A disappointed Billy Barr believes late heartbreak in the FA Youth Cup will be a big learning curve for the Rovers youngsters.

The Under-18s looked set to book their place in the last four of the competition as they led 2-1 but conceded an equaliser with five minutes to go before an injury-time penalty saw Blackpool progress.

The visitors dominated the opening hour and having taken the lead, Rovers saw George Wilson sent off for a poor tackle.

But that spurred them in to life, scoring twice through captain Hayden Carter and then Jack Vale which put them on the brink of the semi-finals.

After Blackpool’s late comeback, Barr was unhappy that his side were unable to see the game out.

“Very disappointed,” Barr said of the defeat.

“As good as we’ve been in the first five rounds I thought we were awful in the first-half, no bravery, I thought Blackpool were better than us, pressed better than us and if I’m being honest I thought we were lucky to come in at 0-0.
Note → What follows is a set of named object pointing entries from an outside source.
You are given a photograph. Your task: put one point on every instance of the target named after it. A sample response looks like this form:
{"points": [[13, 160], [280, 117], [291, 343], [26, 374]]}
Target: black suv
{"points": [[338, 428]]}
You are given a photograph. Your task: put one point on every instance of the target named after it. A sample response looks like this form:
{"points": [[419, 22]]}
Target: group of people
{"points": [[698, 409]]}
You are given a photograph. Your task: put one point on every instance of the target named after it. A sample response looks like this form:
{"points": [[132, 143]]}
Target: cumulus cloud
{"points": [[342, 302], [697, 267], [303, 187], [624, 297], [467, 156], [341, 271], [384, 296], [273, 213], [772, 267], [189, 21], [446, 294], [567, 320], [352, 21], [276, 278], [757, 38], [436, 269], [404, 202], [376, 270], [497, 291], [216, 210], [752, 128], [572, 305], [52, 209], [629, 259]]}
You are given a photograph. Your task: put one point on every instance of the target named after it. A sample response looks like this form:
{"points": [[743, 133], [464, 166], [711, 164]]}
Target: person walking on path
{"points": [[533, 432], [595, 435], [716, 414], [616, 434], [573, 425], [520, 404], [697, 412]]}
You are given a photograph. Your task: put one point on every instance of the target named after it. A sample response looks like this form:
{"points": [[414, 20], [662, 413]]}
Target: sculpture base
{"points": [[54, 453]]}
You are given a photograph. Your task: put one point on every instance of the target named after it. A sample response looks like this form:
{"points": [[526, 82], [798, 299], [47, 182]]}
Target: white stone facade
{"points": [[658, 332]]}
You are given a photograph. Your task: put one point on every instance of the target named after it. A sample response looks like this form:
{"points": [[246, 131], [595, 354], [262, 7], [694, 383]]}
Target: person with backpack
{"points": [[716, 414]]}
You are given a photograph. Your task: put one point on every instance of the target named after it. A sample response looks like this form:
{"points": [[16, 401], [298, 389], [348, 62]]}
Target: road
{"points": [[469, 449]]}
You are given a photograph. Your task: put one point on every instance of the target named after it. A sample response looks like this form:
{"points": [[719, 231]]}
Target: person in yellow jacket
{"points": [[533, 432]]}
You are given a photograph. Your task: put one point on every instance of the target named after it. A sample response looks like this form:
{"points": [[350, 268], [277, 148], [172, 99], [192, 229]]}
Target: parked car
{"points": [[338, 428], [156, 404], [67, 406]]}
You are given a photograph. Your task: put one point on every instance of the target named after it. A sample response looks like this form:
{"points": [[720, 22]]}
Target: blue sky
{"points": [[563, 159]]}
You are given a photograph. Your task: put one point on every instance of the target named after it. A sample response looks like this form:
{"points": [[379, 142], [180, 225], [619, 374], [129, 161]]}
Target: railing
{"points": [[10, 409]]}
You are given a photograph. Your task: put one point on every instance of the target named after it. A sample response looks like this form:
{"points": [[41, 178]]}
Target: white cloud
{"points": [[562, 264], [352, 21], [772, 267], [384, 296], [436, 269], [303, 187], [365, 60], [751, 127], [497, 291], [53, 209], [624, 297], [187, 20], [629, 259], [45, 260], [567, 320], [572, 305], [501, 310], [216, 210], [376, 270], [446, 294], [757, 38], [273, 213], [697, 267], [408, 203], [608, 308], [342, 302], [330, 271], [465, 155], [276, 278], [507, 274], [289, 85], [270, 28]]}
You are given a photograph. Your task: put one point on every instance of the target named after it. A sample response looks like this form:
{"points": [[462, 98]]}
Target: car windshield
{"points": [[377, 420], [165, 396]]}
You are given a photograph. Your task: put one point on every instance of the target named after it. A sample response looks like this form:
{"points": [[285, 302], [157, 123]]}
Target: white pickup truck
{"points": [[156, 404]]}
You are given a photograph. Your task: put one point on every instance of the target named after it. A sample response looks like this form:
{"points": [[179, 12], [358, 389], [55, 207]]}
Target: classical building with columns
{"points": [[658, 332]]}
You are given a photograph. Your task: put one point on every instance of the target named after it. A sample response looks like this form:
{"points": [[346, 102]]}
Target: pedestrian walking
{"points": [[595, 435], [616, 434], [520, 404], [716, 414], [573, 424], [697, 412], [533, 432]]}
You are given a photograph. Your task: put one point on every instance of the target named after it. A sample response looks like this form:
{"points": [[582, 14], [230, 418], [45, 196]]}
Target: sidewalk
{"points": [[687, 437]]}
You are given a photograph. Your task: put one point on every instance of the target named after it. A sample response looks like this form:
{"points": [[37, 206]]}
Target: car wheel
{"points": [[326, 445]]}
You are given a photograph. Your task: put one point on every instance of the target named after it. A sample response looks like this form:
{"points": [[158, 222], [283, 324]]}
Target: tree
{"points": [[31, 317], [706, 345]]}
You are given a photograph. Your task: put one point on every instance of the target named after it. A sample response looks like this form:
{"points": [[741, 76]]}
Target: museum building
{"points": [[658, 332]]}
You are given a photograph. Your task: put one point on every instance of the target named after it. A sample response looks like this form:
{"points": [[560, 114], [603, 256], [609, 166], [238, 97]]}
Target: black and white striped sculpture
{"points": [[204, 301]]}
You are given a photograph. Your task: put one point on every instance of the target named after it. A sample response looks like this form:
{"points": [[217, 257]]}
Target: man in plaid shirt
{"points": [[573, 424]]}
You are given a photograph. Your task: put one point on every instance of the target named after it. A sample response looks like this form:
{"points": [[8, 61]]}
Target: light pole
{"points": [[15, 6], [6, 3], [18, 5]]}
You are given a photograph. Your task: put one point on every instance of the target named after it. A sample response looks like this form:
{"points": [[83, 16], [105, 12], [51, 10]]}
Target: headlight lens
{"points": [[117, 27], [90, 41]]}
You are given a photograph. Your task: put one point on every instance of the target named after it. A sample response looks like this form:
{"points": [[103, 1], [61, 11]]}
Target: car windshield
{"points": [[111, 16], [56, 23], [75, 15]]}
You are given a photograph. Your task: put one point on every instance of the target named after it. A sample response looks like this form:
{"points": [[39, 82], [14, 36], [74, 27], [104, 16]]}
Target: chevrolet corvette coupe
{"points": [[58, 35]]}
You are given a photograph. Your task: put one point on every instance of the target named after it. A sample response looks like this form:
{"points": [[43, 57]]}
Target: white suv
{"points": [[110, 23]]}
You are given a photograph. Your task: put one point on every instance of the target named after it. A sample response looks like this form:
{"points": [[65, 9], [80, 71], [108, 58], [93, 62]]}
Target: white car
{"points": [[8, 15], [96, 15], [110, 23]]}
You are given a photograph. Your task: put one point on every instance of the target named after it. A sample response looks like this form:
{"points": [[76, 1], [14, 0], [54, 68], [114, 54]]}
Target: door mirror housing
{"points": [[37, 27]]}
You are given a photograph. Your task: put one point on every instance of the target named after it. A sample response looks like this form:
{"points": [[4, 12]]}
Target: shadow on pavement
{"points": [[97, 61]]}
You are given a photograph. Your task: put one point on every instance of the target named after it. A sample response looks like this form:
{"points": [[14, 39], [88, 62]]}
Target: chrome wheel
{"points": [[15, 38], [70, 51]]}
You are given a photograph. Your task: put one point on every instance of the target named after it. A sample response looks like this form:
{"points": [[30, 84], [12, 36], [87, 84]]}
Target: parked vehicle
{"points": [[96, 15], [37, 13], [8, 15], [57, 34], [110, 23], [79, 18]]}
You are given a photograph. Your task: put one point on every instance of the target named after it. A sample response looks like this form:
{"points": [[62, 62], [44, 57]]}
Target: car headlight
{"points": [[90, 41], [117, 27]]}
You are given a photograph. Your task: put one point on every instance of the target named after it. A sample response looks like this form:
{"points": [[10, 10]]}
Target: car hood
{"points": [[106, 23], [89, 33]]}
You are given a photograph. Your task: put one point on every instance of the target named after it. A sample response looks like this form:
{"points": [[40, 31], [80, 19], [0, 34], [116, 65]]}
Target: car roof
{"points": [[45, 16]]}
“The second half I thought we started better, but Blackpool score first, we lost our discipline, George will learn from it, but down to 10 men we got in to a matchwinning situation and didn’t do it.

“We’re speaking about people’s careers. We felt we didn’t have any leaders or organisers, kept getting deeper and with no pressure on the ball it was inevitably going to keep coming in to our box.

“Fair play to Blackpool. We didn’t underestimate them as a staff because we knew it would be difficult, they executed their game-plan far better than we did.”

Rovers had won through five rounds to make it in to the quarter-final stage but were unable to match the achievements of the class of 2015/16.

And Barr added: “There’s a lot of disappointed lads in the dressing room but they only have themselves to blame for the way they went about their work.

“They have taken the credit when the games have gone well and they have to now take it on the chin, reflect, look at themselves and ask ‘could I have done more?’ and the next time they’re in that situation they will have to draw on that experience.

“Every one of them is going in a different direction in their careers.

“It is a great learning experience, don’t ever underestimate an opposition and turn up and play when you want because it doesn’t work like that.

“You have to be at it every single time you’re out there and that goes for training during the week.

“They train to how they want to play and unfortunately at times we have some who don’t do it right and it’s caught us out.”